Fino a domenica Teatro Storchi – I promessi sposi alla prova

Fino a domenica Teatro Storchi – I promessi sposi alla prova

 

Da ieri l’altro, giovedì 17 febbraio, il Teatro Storchi di Modena presenta I promessi sposi alla prova , una nuova produzione per la regia di Federico Tiezzi che, con questo lavoro, ha affrontato contemporaneamente due autori di primo piano nel panorama letterario italiano: Giovanni Testori e, indirettamente, Alessandro Manzoni.

Giovanni Testori si avvicinò al capolavoro manzoniano nel 1984, compiendo un lavoro di riscrittura del testo, adattandolo, come sempre faceva in operazioni come questa, alla realtà milanese contemporanea, e intervenendo sulla lingua, deformandola e connotando il linguaggio di forti accenti sperimentali dal registro quasi espressionista.

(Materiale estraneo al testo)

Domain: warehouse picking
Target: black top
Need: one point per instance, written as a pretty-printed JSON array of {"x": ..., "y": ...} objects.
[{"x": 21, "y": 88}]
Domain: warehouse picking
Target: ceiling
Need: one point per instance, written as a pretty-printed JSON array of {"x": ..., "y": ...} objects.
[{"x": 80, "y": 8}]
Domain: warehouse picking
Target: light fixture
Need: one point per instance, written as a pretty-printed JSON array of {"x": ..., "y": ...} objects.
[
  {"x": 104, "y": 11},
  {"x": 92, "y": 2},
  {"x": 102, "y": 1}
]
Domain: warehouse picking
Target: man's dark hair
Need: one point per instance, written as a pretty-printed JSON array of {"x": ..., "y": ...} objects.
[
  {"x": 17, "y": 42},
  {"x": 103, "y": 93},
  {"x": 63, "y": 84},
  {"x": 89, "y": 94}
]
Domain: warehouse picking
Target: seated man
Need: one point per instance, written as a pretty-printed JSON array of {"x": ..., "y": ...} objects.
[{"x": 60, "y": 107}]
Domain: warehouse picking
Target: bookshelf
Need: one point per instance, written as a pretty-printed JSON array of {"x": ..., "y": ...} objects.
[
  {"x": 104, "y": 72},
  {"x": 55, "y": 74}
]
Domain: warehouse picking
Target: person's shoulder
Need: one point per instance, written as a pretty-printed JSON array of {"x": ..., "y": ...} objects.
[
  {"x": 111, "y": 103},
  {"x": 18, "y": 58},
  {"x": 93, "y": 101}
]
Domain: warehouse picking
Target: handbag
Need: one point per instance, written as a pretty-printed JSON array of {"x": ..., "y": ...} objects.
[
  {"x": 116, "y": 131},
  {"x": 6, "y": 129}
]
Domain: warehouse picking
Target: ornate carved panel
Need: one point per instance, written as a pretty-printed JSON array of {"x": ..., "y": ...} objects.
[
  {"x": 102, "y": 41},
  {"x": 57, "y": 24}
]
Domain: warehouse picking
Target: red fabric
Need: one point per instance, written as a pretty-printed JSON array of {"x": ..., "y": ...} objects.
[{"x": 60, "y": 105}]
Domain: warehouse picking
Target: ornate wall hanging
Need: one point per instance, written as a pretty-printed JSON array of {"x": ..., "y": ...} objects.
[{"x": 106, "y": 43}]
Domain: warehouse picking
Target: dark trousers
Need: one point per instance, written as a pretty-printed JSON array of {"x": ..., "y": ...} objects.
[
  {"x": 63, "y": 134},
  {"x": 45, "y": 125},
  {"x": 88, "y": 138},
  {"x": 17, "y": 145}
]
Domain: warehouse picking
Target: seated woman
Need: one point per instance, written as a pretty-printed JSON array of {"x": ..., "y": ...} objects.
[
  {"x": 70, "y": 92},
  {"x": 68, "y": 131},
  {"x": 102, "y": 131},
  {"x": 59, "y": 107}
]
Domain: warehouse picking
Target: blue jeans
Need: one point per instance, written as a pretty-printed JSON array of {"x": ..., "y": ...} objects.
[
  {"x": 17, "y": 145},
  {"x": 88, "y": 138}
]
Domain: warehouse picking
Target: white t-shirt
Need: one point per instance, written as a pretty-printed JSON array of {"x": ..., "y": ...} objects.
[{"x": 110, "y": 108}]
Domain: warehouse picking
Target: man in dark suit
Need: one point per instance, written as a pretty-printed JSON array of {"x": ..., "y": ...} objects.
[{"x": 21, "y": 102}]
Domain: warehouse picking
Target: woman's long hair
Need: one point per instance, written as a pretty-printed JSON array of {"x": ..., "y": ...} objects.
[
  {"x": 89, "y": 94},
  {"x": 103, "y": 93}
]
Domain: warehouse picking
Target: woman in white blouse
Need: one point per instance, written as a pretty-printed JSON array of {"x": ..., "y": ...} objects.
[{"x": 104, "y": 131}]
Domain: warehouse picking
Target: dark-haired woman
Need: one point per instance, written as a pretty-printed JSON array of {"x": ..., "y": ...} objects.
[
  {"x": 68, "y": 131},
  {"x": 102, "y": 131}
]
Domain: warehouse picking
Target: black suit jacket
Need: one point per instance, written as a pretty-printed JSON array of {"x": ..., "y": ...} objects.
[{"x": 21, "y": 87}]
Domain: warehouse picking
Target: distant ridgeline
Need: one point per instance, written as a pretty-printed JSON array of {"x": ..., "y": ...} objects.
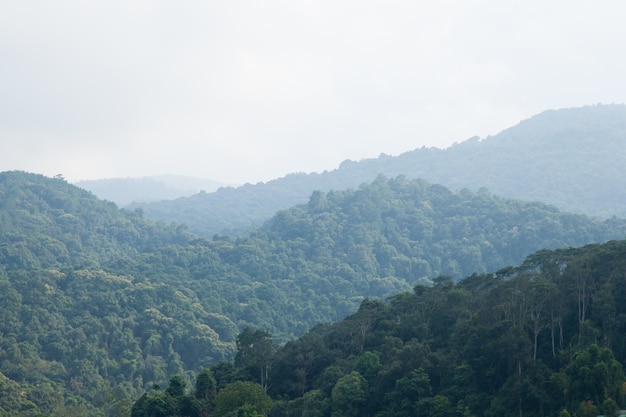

A differenza delle sue reinvenzioni shakespeariane, sin dal titolo segnalate da una deformazione linguistica (L’Ambleto, Macbetto), in questo caso lasciò intatta, quasi fosse intangibile, la formula manzoniana; e vi aggiunge solo la specificazione: “alla prova”. Ma proprio in queste due parole si cela l’importanza e il senso di questo lavoro, inteso come verifica della praticabilità di un testo nel momento in cui viene riproposto in un contesto e in una realtà storica differente, ma anche, e soprattutto, indicazione della nuova dimensione teatrale che il romanzo sta acquisendo, come allusione alle prove che gli attori fanno.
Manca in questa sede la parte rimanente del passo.